De Prins Willem was waarschijnlijk het grootste schip met een vierkante achtersteven van de Verenigde Oost-Indische Compagnie. De Prins Willem, gebouwd in Middelburg in de jaren 1649-1650 onder leiding van de timmerman Cornelis Speldernieuw, vertrok op 5 mei 1651 voor haar eerste reis naar Batavia met een bemanning van 276 man waaronder 93 soldaten en 22 vrouwen en kinderen. Bij thuiskomst werd het schip tijdelijk door de compagnie uitgeleend aan de Generale Staten, die in conflict waren geraakt met Groot-Brittannië. Voor het gebruik als slagschip werden, naast de sloop van het voorschip en het relatieve achterschot, 6 kanonnen toegevoegd aan de batterij benedendeks, door het openen van 3 nieuwe patrijspoorten aan elke kant van de boeg in het gebied van de verwijderde brug. Voor een korte periode diende de Prins Willem als vlaggenschip van de beroemde Admiraal Witte de Witt; in oktober 1652 nam het deel aan de slag bij Duins toen het aanzienlijk beschadigd werd.

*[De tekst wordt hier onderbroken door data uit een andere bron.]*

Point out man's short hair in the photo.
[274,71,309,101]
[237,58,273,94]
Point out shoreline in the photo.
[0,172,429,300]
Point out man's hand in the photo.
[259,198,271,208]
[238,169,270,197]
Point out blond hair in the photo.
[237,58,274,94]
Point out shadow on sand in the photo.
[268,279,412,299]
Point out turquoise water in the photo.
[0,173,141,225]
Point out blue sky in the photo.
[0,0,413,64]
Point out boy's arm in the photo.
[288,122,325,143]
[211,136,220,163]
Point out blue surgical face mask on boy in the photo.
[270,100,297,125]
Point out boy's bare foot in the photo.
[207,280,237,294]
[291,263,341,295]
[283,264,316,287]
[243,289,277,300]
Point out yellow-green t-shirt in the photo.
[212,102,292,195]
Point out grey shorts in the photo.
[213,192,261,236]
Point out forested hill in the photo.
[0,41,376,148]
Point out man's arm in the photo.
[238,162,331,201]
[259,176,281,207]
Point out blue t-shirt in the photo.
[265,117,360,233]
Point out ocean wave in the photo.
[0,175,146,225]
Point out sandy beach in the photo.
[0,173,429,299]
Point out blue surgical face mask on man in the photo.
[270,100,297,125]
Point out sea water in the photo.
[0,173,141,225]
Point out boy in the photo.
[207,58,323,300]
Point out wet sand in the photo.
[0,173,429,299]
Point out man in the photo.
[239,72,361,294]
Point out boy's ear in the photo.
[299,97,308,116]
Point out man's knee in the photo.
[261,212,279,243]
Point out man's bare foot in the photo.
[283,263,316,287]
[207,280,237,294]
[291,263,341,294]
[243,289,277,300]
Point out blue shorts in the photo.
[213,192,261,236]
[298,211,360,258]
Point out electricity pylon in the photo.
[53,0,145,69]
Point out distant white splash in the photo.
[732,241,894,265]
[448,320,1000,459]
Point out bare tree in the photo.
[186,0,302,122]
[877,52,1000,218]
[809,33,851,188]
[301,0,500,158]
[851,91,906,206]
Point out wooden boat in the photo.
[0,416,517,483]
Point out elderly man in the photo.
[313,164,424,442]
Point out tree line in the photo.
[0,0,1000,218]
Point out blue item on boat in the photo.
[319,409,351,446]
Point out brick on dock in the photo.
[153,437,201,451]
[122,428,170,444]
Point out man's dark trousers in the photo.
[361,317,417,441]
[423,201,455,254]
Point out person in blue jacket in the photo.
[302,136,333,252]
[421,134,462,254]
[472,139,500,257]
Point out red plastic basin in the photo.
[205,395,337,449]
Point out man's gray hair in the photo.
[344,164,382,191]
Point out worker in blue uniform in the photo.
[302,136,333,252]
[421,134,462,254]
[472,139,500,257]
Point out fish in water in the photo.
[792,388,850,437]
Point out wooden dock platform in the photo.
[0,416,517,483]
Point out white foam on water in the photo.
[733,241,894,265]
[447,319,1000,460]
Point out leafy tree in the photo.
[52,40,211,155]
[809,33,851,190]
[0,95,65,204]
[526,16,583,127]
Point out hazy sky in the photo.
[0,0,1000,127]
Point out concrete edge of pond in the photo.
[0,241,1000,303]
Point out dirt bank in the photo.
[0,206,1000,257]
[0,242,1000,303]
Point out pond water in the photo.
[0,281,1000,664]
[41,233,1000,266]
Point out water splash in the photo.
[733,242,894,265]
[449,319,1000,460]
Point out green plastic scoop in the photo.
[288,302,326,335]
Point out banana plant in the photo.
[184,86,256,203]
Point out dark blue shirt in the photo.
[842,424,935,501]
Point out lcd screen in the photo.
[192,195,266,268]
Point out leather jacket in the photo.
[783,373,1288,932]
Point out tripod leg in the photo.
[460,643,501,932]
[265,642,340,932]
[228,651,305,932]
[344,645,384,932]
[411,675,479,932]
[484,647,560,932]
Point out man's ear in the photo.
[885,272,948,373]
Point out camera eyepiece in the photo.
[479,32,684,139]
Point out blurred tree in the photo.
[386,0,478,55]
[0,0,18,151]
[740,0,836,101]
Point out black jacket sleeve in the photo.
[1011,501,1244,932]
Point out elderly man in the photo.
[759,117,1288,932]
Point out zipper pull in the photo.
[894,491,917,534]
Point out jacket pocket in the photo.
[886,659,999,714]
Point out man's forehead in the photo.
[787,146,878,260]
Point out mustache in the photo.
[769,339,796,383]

Later teruggegeven aan de compagnie, opereerde het schip van 1653-1660 weer op de handelsroutes naar Indië; op 23 december 1661 vertrok de Prins Willem vanuit Batavia met enkele andere schepen op weg naar de Lage Landen, onder leiding van Arnold de Vlaming Van Oudshorn, gouverneur van Ambon.
De kleine vloot bereikte nooit haar bestemming: misschien als gevolg van een hevige storm leden de schepen schipbreuk bij de Saint Brandon Rocks, waarbij ze met hun hele lading ten onder gingen.
De scheepsmodelplannen van Corel zijn historisch nauwkeurig en bevatten gedetailleerde instructies voor het bouwen van het scheepsmodel.